There is a small patch of grass on the way to work that was, for many
years, mowed to the level of a bowling green. Neatly manicured as this was, it
had little in the way of wildlife value, serving only to support the local travellers,
kids making doughnuts on their motorbikes and the flock of feral geese who
largely live off the handouts delivered by local residents. Then, last year,
the area was left uncut (the more cynical might suspect that this was done as a
deterrent against the travellers) and allowed to develop into an area of
wildlife-rich rank grassland. Cut towards the end of last summer, it has again
been allowed to develop largely untouched this year.
A narrow margin of cut grass along the edge and a cut path through the
middle, tip a hat to the fact that its future is still very much under our
control; this area is being managed but it is being managed for wildlife. And
that’s a good thing because this small block is now alive with invertebrate
life. There is the steady high-pitched reeling call of Roesel’s Bush Crickets,
a species whose range expansion across the county has been a striking feature
of recent years. There are the softer calls of various grasshoppers, the soft
drone of dozens of different species of fly and the sight of grassland
butterflies rising and falling just above the grasses.
It is not just grasses that are present; there are flowers and, along
the back edge, where a strip of woodland separates cuts down towards the river,
there are nettles and umbellifers in profusion. Right in the middle is a patch
of thistles which are now setting seed. A steady stream of fluffy seeds lifts
up from the plants, caught on the breeze to be deposited elsewhere, a
short-lived flurry of botanical snow. Splashes of yellow highlight small clumps
of Ragwort, the flowers visited by small hoverflies and even smaller beetles.

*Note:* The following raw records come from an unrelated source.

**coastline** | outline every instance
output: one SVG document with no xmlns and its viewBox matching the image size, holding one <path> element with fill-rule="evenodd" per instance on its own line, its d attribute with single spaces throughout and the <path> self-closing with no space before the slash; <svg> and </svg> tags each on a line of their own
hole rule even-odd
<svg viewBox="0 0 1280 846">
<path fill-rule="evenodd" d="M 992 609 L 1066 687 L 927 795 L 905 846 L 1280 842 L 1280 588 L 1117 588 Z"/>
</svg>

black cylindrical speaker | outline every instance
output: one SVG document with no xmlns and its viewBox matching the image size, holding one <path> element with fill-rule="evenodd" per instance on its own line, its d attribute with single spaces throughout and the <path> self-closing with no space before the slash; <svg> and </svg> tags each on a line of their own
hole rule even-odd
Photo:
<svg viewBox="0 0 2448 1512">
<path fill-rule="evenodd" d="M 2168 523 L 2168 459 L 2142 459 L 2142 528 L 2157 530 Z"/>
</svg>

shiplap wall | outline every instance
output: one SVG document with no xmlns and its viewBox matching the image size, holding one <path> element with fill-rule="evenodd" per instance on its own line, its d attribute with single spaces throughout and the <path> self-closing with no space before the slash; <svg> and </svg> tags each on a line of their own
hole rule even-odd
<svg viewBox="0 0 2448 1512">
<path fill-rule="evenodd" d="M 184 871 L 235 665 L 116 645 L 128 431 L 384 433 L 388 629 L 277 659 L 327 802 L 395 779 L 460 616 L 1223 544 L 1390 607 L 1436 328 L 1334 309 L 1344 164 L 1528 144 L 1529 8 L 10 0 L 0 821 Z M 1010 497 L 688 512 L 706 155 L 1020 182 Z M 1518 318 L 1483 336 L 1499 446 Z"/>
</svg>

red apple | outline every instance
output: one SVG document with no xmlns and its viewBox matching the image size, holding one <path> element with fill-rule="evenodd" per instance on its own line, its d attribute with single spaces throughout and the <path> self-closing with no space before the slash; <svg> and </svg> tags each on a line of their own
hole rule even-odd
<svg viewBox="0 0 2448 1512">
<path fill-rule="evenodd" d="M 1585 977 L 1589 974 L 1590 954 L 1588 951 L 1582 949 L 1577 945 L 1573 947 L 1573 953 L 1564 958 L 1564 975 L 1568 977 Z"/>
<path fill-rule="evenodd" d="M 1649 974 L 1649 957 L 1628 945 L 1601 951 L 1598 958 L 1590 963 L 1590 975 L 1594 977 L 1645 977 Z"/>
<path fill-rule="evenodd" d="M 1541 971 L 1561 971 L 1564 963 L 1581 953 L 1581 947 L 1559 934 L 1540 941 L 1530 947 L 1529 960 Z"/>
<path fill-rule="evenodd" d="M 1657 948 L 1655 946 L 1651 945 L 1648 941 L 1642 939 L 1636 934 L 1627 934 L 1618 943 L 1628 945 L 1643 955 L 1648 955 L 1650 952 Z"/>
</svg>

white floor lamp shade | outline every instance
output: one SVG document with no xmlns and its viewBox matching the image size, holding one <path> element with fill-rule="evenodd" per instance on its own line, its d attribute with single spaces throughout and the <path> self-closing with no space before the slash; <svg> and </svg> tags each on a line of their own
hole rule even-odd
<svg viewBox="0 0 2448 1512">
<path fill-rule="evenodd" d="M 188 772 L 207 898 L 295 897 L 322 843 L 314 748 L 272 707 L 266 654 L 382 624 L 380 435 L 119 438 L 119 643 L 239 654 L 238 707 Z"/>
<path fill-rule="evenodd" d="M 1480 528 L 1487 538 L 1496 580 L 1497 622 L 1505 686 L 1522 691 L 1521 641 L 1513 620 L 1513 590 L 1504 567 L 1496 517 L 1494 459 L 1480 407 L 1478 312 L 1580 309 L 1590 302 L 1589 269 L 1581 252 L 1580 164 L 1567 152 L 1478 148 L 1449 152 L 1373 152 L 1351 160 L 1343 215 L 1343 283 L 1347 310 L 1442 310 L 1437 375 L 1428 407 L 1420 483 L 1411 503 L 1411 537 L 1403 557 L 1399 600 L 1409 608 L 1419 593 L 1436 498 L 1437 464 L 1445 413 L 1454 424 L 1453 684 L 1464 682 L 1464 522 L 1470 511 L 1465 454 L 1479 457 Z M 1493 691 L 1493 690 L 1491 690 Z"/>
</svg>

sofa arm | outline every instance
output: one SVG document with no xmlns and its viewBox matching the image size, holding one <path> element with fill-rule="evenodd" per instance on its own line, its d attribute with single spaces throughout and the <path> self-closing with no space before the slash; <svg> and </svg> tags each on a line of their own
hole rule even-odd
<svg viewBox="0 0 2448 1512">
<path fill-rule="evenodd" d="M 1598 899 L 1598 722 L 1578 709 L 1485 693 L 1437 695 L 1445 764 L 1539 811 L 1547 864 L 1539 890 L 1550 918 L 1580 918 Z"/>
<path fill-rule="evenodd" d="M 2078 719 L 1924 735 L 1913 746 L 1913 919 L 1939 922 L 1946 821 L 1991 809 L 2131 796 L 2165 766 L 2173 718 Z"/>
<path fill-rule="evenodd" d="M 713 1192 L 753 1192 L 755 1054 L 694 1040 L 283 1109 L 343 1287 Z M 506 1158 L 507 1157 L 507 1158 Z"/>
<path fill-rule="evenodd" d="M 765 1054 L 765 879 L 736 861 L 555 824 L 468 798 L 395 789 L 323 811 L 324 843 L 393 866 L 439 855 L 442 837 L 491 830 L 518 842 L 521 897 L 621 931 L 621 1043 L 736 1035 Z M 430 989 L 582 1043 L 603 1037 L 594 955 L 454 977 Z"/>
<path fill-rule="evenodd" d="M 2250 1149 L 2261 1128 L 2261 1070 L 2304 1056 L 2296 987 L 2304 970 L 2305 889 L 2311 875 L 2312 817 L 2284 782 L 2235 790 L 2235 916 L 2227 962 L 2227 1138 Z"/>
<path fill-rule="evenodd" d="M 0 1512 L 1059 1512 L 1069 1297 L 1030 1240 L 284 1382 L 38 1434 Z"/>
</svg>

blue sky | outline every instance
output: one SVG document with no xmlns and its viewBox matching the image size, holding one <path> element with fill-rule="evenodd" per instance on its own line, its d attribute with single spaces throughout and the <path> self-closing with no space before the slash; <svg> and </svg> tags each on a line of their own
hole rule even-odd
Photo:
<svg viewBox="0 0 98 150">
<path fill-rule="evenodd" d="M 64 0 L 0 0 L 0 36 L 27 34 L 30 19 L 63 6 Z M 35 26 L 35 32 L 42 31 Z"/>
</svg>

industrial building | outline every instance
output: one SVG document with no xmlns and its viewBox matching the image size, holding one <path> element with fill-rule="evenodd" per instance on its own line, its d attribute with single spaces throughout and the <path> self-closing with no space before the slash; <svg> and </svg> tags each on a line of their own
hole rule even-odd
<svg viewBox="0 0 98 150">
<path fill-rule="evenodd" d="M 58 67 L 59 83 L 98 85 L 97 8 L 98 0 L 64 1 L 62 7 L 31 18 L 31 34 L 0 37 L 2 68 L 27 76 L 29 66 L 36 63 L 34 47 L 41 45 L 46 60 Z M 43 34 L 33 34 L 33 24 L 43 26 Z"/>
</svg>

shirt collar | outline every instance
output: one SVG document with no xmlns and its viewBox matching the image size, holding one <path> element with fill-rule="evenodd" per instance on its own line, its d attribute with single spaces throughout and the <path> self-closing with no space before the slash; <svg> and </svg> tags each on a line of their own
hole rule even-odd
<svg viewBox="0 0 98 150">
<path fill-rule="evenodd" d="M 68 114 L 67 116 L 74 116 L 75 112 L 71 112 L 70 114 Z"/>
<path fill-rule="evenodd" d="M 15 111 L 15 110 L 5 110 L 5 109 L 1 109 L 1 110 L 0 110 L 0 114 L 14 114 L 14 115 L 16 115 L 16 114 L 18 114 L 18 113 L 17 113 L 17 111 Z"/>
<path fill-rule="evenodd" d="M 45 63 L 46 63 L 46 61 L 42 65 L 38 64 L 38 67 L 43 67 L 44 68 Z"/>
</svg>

The occasional Hornet patrols lower over the grasses, its ginger-yellow waspish
form purposeful as it seeks prey. On the umbellifers there are even more
insects and, additionally, many snails. These snails are pinky-yellow in
colour, with dark brown spirals and a dark lip, though there is much variation
in colour between them. The snails are secure within their shells, sealed to
reduce water loss on these hot, late-summer days.
Each time I pass this patch of grass I wonder for how much longer it
will remain. The contractors, with their strimmers and ride on mowers, are sure
to return and the grass will be levelled. Let’s hope the cut comes at the season’s
end and that the meadow will return next year.